Немного порывшись в ней, я нашел небольшой сверток шнурка, какой то кусок старого изогнутого железа и, наконец, банку с горохом. Все это я делал очень осторожно, чтобы враг не понял моих планов. От крепкого мороза горох сделался совершенно твердым, даже обледенел; недолго думая, я приложил его к своей груди, чтобы дать ему оттаять под влиянием теплоты своего тела. Затем привязал к шнурку железо, а к железу прилепил оттаявший горох и быстро бросил его на землю, оставив у себя в руках кончик веревки. Кусок железа, облепленный горохом сильно пристал к рукоятке моего ножа, потому что охладившийся уже от холода горох примерз к ножу. Мне удалось таким остроумным способом притянуть к себе на дерево нож. Доставши свой нож, я быстро стал оттачивать кремень, чтобы можно было приступить к серьезной обороне. Едва я успел заложить его в ружье, как косолапый Мишка тоже полез на дерево.
— Поздно, Мишенька, поздно! — подумал я.
И действительно, ведь нужно быть только медведем, чтобы не воспользоваться удобными, моментом!
Я засмеялся и угостил его хорошим зарядом, после чего он, бедняжка, потерял, не только охоту, но и всякую способность снова когда либо лазить на деревья.

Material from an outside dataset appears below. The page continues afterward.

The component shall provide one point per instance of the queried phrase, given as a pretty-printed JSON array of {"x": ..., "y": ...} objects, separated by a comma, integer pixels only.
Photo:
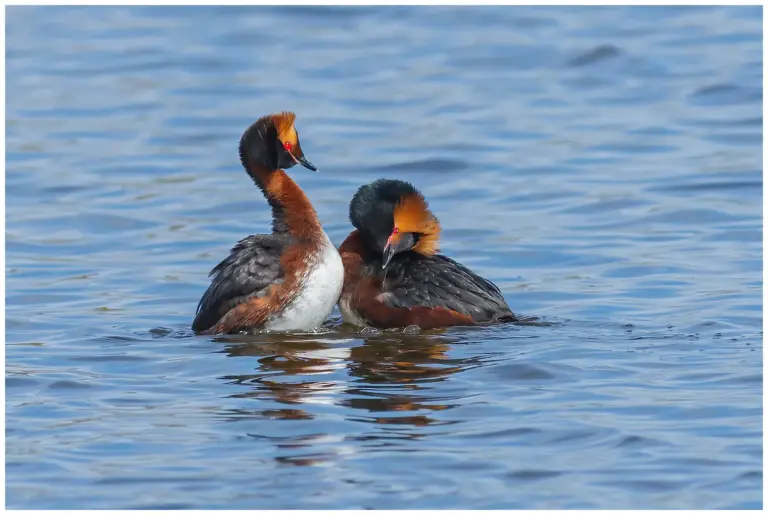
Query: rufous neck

А вот еще один случай, о котором нельзя не упомянуть. Я был еще тогда здоровым, крепким и во всех отношениях ловким человеком. Охота меня тогда больше всего интересовала, и я мог без отдыха проводить несколько дней под ряд на охоте. Один раз, после такой продолжительной охоты я возвращался с полной сумкой дичи, но усталость моя дошла до того, что я едва держался на седле. Мой конь тоже еле-еле двигал ногами. Скучно было так ехать, но ничего не поделаешь. От усталости я задремал в седле, а мой конь, почуяв свободу избрал кратчайший путь, свернув с большой дороги, прошел версты две по узенькой тропинке и… остановился. Я протер глаза, посмотрел вокруг себя и представьте себе мою досаду: мы стояли на краю огромного болота! Видно было, что тропинка шла дальше за болотом, но как туда попасть? Мне припомнилось, что управляющий несколько раз говорил об этом болоте. Он советовал сделать мост через него, так как весною, в половодье всегда размывало и сносило греблю, служившую подобием моста, но я все откладывал починку, и все собирался лично осмотреть испорченную плотину. Теперь же мне представился случай осмотреть ее, но я охотно отказался бы от этого удовольствия и беспрестанно думал только об одном, как бы скорее добраться домой, не возвращаясь назад. Я прикрикнул и пришпорил коня. Он взвился на дыбы, рванулся всем телом вперед, и мы повисли в воздухе над болотом. В это время, в ту же минуту, я вспомнил, что конь мой сильно устал; так как в этот день я загнал с ним около тридцати зайцев. Мысль об устали лошади заставила меня повернуть ее в воздухе и мы очутились опять на том же месте, с которого начали свой бешеный прыжок. Мне хотелось дать разбежаться коню; он с разбегу брал препятствия шагов в двадцать шириною, болото же казалось, во всяком случае, не шире двадцати шагов. Отъехав на некоторое расстояние, я потрепал коня сначала по шее, затем пришпорил его и мы взвились на воздух.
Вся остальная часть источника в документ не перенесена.